An Emerging Dimension of Science Diplomacy

One of the most significant manifestations of science’s changed relationship with society has been its place within public policy. There is an ever-growing recognition that science has an important role to play in virtually every dimension of policy making at every level of government, from local to international.1 These dimensions exist in the social, environmental, and infrastructural areas as well as in the innovation and economic sectors. Particularly because of the latter, investment by governments in research and development has generally risen, and one consequence of this increased investment has been a much more utilitarian perspective on the role of science from publics and politicians alike.

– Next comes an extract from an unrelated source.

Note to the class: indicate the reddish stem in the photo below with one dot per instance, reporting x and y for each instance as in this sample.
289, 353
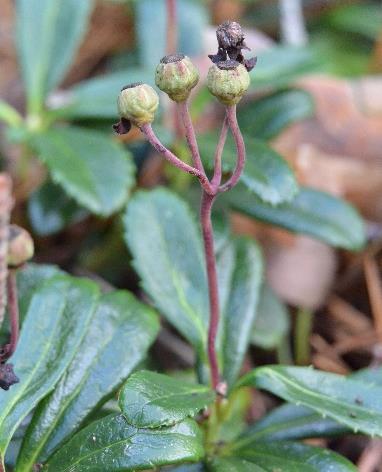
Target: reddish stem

At the same time, however, the policy process itself has become more complex as the interaction among civil society, industry, and government has developed. The policy cycle is rarely as tidy as described in textbooks but instead is a rather fuzzy and iterative process with frequent and repetitive interactions between interest groups, policy makers, and decision makers. Very often, the focus falls on issues of “post-normal science;”2 that is, areas where the science is complex and inevitably incomplete and where the interface with societal values is often in dispute. Examples of post-normal issues are not difficult to find, from the global challenges of climate change, food security, population health, and terrorism to more localized considerations of conservation science and environmental management. Many of these issues, in turn, have trans-jurisdictional and diplomatic dimensions.

So within this complex and changing environment, how can science most effectively assist public policy? Across the globe, a wide variety of structures are equipped to facilitate this interaction. National academies, science and technology councils, and science advisors are variously employed particularly at a national level.3 At the international level, some organizations have advisory mechanisms, but the bulk of international policy making does not.

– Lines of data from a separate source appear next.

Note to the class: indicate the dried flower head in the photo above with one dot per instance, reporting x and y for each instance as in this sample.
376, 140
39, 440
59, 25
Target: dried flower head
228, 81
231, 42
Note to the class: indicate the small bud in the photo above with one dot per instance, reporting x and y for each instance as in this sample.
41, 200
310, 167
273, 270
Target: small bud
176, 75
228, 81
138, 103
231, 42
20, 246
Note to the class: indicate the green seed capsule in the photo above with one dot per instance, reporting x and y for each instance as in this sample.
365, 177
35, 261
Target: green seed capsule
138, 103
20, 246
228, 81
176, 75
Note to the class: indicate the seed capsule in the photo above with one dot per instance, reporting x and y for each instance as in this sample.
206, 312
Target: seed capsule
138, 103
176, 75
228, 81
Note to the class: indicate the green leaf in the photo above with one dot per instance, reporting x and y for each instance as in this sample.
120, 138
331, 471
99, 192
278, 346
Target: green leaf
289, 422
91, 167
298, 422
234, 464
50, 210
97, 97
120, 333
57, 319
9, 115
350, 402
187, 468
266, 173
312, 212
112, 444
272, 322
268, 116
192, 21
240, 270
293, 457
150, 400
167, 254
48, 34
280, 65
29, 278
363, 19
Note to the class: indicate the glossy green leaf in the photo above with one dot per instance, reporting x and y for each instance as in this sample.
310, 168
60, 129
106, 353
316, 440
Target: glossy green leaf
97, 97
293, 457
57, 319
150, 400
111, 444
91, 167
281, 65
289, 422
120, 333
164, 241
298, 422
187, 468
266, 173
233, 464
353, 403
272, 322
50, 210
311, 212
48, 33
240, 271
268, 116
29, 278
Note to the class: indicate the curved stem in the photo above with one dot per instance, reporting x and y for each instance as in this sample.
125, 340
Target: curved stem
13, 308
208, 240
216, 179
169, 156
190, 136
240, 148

As the interaction between science and public policy becomes more important to societal development and environmental stewardship at both the national and international levels, there is a growing need to examine the principles underpinning these interactions, as well as the various functions that science must serve in informing policy.

International Network for Government Science Advice

In 2012, I was approached by Steven Wilson, then chief executive of the International Council for Science (ICSU), to consider the prospective value of an international meeting of practitioners operating at the interface of science and public policy. In this discussion, I expanded the concept to include not only individual science advisors but also advisory groups, national academies, and academics with an interest in the science-policy interface. A planning group was established with broad geographical representation, and in 2014 the first international meeting on science advice to governments was held in Auckland, New Zealand, timed to occur just prior to the Thirty-First ICSU General Congress. More than 240 delegates from forty-four countries attended our gathering. Of these, twenty were from low- and middle-income countries (LMICs).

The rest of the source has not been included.